If you need to read any bytes from a cache line, the core has to grab the whole cache line in MESI Shared state. On Haswell and later, the data path between L2 and L1d cache is 64 bytes wide, (https://www.realworldtech.com/haswell-cpu/5/), so literally the whole line arrives at the same time, in the same clock cycle. There's no benefit to only reading the low 2 bytes vs. the high and low byte, or byte 0 and byte 32.
The same thing is essentially true on earlier CPUs; lines are still sent as a whole, and arrive in a burst of maybe 2 to 8 clock cycles. (AMD multi-socket K10 could even create tearing across 8-byte boundaries when sending a line between cores on different sockets over HyperTransport, so it allowed cache reads and/or writes to happen between cycles of sending or receiving a line.)
(Letting a load start when the byte it needs arrives is called "early restart" in CPU-architecture terminology.

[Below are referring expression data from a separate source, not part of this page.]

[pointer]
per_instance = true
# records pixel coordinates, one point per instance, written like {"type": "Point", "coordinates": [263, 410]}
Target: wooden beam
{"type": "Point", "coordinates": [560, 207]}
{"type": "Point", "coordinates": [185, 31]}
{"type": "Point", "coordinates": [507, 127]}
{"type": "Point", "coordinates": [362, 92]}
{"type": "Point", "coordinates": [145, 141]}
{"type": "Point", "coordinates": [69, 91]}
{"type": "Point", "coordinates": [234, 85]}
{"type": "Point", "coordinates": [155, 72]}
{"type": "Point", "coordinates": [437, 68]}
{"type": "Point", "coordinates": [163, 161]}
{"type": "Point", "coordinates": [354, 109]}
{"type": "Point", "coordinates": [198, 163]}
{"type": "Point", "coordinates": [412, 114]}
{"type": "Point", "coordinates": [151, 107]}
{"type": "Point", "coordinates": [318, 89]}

An associated trick is "critical word first", where reads from DRAM start the burst with the word needed by the demand load that triggered it. Neither of these are a big factor in modern x86 CPUs with data paths as wide as a cache line, or close to it, where a line might arrives in 2 cycles. It's probably not worth sending a word-within-line as part of requests for cache lines, even in cases where the request didn't just come from HW pretch.)
Multiple cache-miss loads to the same line don't take up extra memory-parallelism resources. Even in-order CPUs usually don't stall until something tries to use a load result that isn't ready. Out-of-order execution can definitely keep going and get other work done while waiting for an incoming cache line. On Intel CPUs, for example, an L1d miss for a line allocates a Line-Fill buffer (LFB) to wait for the incoming line from L2. But further loads to the same cache line that execute before the line arrives just point their load-buffer entry to the LFB that's already allocated to wait for that line, so it doesn't reduce your ability to have multiple outstanding cache misses (miss under miss) to other lines later.
And any single load that doesn't cross a cache-line boundary has the same cost as any other, whether it's 1 byte or 32 bytes. Or 64 bytes with AVX512. The few exceptions to this I can think of are:
- unaligned 16-byte loads before Nehalem:
movdqu
decodes to extra uops, even if the address is aligned.
- SnB/IvB 32-byte AVX loads take 2 cycles in the same load port for the 16-byte halves.
- AMD may have some penalties for crossing 16-byte or 32-byte boundaries with unaligned loads.
- AMD CPUs before Zen2 split 256-bit (32-byte) AVX/AVX2 operations into two 128-bit halves, so this rule of same cost for any size only applies up to 16 bytes on AMD. Or up to 8 bytes on some very old CPUs that split 128-bit vectors into 2 halves, like Pentium-M or Bobcat.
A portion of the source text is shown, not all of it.